Motivou para concluir nos termos seguintes:
“A. Por acórdão de 27 de Maio de 2011, proferido nos autos supra referenciados, o Tribunal a quo condenou o Arguido, ora Recorrente, pela prática, em co-autoria, na forma consumada, de dois (2) crimes de burla, p. e p. pelo n.° 1 do artigo 211.° do Código Penal de Macau e em autoria material na forma consumada de sete 7 crimes de burla, p.e p. pelo mesmo artigo.
B. As penas aplicadas foram de 1 ano de prisão por cada crime; em cúmulo, vem o ora Recorrente condenado numa pena única de 4 anos de prisão efectiva, para além da indemnização dos danos pecuniários causados aos Ofendidos.
C. Entende o Recorrente que as penas decididas pelo Tribunal a quo, salvo o muito e devido respeito violam o disposto nos artigos 40.° 64.° e 65.° do Código Penal de Macau, por serem manifestamente pesadas, e como tal, de acordo com o estipulado no n.° 1 do artigo 400.° do Código de Processo Penal, é-lhe legítimo recorrer da decisão do Tribunal a quo.
D. Está consagrado no art. 65°, n°s 1 e 2 do Código Penal, a enumeração exemplicativa das circunstâncias a que o tribunal deve atender para determinar a medida da pena, no entanto, o douto Tribunal recorrido não atendeu a todas as circunstâncias que poderiam ser valoradas com vista à determinação de uma pena adequada.
E. Para além disso, em harmonia com o preceituado no n.° 1 do artigo 71.°, na determinação da pena única são considerados, "em conjunto, os factos e a personalidade do agente".
F. O Tribunal a quo não teve em consideração estes factores, violando também tal disposição legal ao condenar o Arguido numa pena de prisão efectiva de 4 anos resultante do cúmulo jurídico.
G. O ora Recorrente entende que reúne as circunstâncias de atenuação geral e especial, pelo que se mostram mais adequadas e equilibradas penas parcelares não superiores a 6 meses de prisão.

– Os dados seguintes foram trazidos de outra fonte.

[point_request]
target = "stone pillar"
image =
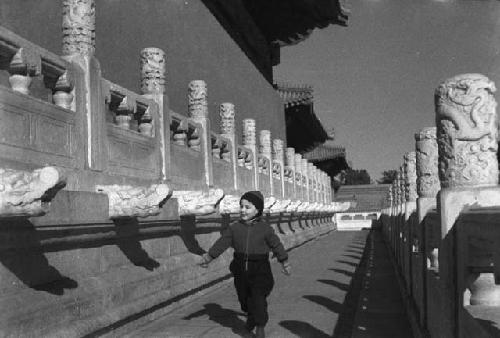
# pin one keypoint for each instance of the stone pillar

H. Ponderando no assim exposto, o Recorrente considera que as penas parcelares em que foi condenado pecam por excessiva severidade e inadequação dentro da moldura penal abstracta, uma vez que estas deveriam ter sido atenuadas, pelo que, solicita-se que condene o Recorrente na pena única de prisão não superior a 2 anos, por esta se afigura mais justa, face a tais factores e aos limites mínimo e máximo da pena a aplicar em resultado do cúmulo jurídico das penas parcelares fixadas”; (cfr., fls. 544 a 550-v).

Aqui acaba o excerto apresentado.